Four of the five policeman have few if any speaking roles. They take orders, put suspects under surveillance, stand guard over murder scenes, and serve as the “muscle” for Vance and Markham. The four detectives are known only by their last names – Snitkin, Guilfoyle, Burke, and Hennessey. Their boss, Sergeant Ernest Heath, has a larger role, and usually accompanies Vance, Van, and Markham as they undertake the various murder investigations.
Heath is drawn as almost a caricature, and the “almost” is the key word. He’s a bit pugnacious, always looks for the most obvious solution (which is never the ultimate solution in a Philo Vance mystery), barks commands at his subordinates, and threatens suspects with “extra-legal” treatment. He also tends to stereotype by national origin, and he’s quick to point out what he perceives as the “natural” deviousness of people with Chinese or Italian ancestry, for example.
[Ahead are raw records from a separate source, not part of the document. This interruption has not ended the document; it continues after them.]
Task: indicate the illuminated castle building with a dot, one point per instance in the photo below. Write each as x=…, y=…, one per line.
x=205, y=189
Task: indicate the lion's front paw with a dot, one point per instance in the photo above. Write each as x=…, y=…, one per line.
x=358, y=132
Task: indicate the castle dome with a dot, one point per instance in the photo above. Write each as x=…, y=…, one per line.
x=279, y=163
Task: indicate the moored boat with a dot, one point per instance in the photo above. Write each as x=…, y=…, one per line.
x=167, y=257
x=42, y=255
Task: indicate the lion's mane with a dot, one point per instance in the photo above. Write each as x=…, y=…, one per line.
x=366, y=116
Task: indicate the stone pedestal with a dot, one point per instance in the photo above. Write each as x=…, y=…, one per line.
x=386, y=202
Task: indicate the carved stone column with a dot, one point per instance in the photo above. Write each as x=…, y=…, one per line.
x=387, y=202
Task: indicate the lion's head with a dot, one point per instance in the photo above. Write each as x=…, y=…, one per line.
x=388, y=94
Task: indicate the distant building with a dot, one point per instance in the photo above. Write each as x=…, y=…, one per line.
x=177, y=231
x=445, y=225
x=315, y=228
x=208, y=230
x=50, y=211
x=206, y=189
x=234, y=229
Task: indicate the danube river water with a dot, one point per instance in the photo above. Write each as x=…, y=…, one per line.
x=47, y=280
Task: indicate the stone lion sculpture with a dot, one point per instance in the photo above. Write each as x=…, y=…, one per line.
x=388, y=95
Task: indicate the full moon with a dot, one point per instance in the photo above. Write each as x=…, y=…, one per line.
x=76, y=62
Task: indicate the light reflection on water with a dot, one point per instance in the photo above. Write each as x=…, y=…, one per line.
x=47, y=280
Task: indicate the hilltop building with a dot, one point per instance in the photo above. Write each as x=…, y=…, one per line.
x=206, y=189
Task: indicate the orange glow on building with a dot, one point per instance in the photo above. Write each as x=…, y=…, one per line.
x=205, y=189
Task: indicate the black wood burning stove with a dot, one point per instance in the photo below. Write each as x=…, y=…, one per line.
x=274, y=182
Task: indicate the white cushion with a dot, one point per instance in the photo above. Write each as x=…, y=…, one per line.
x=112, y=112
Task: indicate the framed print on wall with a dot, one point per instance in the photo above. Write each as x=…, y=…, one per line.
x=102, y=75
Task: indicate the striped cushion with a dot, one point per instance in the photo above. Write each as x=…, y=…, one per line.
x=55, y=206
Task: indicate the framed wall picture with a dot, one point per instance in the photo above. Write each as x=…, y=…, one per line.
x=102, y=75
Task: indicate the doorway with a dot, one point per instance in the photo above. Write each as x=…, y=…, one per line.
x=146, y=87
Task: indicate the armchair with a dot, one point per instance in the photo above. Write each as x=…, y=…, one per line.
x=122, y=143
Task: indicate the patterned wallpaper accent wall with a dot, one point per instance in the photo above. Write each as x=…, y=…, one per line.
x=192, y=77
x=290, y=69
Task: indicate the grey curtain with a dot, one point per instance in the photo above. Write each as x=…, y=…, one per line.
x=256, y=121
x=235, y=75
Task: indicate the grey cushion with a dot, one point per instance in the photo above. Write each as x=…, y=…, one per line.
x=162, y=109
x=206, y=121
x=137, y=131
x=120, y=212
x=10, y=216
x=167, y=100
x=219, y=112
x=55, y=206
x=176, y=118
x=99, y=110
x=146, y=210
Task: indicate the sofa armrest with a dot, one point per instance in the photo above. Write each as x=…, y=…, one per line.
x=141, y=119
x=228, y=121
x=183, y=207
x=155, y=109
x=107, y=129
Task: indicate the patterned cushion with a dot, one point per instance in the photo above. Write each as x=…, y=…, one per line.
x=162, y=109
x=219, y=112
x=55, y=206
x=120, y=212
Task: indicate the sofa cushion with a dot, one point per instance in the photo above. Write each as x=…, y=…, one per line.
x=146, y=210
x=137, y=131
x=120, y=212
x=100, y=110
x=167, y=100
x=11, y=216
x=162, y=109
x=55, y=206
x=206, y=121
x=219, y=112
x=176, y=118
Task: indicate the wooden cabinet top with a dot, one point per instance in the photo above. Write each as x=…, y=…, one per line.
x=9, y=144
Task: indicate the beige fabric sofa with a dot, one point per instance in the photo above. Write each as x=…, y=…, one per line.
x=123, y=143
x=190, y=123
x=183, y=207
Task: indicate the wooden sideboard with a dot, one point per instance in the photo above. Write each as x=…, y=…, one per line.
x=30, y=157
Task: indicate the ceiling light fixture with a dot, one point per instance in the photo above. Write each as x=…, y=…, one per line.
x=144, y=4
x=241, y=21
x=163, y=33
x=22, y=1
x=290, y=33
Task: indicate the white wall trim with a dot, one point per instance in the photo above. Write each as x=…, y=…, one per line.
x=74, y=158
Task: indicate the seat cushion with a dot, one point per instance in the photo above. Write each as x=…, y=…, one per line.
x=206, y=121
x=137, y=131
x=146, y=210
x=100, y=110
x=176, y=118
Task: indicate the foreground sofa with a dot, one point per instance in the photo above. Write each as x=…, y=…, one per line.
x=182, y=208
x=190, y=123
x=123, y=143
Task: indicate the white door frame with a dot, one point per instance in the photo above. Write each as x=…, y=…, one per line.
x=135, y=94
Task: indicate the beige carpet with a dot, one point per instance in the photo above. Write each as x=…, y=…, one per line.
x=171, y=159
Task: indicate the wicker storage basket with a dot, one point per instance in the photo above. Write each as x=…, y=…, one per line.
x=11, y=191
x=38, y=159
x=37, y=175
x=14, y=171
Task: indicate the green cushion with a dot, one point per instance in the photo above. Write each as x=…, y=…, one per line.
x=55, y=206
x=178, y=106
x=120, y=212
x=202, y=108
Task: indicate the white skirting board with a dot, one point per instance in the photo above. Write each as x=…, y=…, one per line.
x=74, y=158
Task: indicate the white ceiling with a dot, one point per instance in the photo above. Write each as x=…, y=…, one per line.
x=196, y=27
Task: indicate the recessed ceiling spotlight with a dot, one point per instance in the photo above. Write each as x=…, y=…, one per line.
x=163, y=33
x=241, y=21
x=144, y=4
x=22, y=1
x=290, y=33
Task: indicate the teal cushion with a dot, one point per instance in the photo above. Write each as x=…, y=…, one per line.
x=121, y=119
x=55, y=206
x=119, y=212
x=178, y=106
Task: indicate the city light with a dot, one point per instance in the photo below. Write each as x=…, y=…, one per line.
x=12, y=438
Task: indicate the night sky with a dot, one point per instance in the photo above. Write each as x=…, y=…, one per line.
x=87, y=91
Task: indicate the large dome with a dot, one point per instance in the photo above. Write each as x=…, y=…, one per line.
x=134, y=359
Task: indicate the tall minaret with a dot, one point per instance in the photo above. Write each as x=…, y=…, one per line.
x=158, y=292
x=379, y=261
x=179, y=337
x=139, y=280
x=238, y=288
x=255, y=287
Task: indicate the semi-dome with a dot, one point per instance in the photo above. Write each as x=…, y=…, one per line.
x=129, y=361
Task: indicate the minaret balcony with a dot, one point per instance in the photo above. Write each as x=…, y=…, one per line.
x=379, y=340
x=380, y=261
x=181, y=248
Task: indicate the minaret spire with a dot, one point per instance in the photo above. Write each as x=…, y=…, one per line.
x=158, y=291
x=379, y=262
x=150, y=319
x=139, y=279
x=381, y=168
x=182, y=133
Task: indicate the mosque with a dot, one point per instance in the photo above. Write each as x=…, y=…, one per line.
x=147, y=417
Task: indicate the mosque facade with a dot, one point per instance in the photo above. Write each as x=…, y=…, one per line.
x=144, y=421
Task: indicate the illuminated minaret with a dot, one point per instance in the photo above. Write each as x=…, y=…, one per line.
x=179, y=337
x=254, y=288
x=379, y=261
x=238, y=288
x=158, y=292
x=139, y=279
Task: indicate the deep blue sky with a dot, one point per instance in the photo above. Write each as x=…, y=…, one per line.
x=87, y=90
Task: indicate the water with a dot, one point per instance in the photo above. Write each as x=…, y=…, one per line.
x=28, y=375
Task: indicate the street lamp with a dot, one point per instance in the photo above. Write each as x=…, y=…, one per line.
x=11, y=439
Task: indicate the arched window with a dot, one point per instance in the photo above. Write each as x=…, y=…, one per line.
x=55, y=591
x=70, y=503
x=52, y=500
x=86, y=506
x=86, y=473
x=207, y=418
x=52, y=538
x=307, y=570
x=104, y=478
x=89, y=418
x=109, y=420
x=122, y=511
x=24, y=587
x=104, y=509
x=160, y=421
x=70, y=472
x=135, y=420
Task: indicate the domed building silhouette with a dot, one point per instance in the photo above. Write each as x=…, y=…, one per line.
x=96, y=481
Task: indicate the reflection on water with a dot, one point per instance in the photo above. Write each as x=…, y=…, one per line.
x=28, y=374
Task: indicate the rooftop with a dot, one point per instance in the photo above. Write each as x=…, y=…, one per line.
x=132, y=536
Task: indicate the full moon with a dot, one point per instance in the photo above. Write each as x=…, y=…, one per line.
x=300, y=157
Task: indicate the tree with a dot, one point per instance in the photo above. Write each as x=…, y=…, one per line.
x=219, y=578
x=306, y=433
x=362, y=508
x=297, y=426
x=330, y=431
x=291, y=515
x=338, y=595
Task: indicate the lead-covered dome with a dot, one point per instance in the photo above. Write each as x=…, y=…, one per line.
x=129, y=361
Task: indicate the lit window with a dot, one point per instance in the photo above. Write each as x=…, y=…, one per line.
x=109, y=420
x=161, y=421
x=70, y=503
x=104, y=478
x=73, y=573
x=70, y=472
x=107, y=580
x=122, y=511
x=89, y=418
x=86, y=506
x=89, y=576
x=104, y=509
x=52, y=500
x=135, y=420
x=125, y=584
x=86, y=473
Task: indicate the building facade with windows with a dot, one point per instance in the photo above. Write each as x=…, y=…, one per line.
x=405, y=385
In the first two books, The Benson Murder Case and The Canary Murder Case, Heath considers Philo Vance’s musings and observations as worse than useless. He wants action, not psychological analysis, and Vance is full of psychological analysis. Slowly, however, particularly as Vance manages to solve cases that look unsolvable, Heath comes to appreciate what the amateur detective can do.
By the seventh novel, The Dragon Murder Case, originally published in 1933, Heath not only appreciates Vance’s abilities but has come to actually emulate them. He comes to Vance and Markham, having a late Saturday dinner in Vance’s rooftop garden, and tells that there’s something wrong with what looks to be an accidental drowning. He bases his feeling on the undercurrents he senses with the people involved and the suspects seeming to have a fixation on dragons. (The story is notable for being the first in the series where the murder scene is not a brownstone or similar building in the more densely populated part of Manhattan.)
A young man has apparently drowned in a pool at the old Stamm estate, located on the northern end of Manhattan island. At a weekend party, at which there’s been heavy drinking, the man took a dive into the pool and never surfaced. The pool in question is an old body of water fed by a stream and then dammed to make it deeper. It’s also associated with old native American legends, specifically one that claimed a dragon inhabited the pool. Heath has discovered that everyone at the party seemed to hate the victim, and most of them also hated each other.
S.S. Van Dine |
If it’s a crime, it’s a curious one, with no sign of a body. Markham resists getting involved but Vance, impressed by Heath’s unease, convinces him. When the pool is drained, there’s still no sign of a body. What there is, though, are markings in the mud that look for all the world like those of a dragon’s claws. The subject of a dragon keeps recurring as the still-reluctant Markham and a determined Vance interview the guests and investigate the property. And then they find the body, complete with slashes like claw marks across the chest.
Willard Huntington Wright (1888-1939) was an art critic who had been literary editor of the Los Angeles Times, an editor of The Smart Set, a novelist, an art historian, and art exhibition organizer. A friend of H.L. Mencken and an admirer of the novels of Theodore Dreiser, Wright hated romance and detective fiction with a passion, until he needed money. In 1926, he published the first Philo Vance story, The Benson Murder Case, with Scribners. And he used the pen name “S.S. Van Dine.”
The Dragon Murder Case was also made into a movie, released in 1934 and starring Warren William as Philo Vance. It’s a cunning story; Van Dine almost gets the reader to the point of believing in and expecting a dragon to appear. But there are different kind of dragons, and this mystery ultimately has a two-legged one.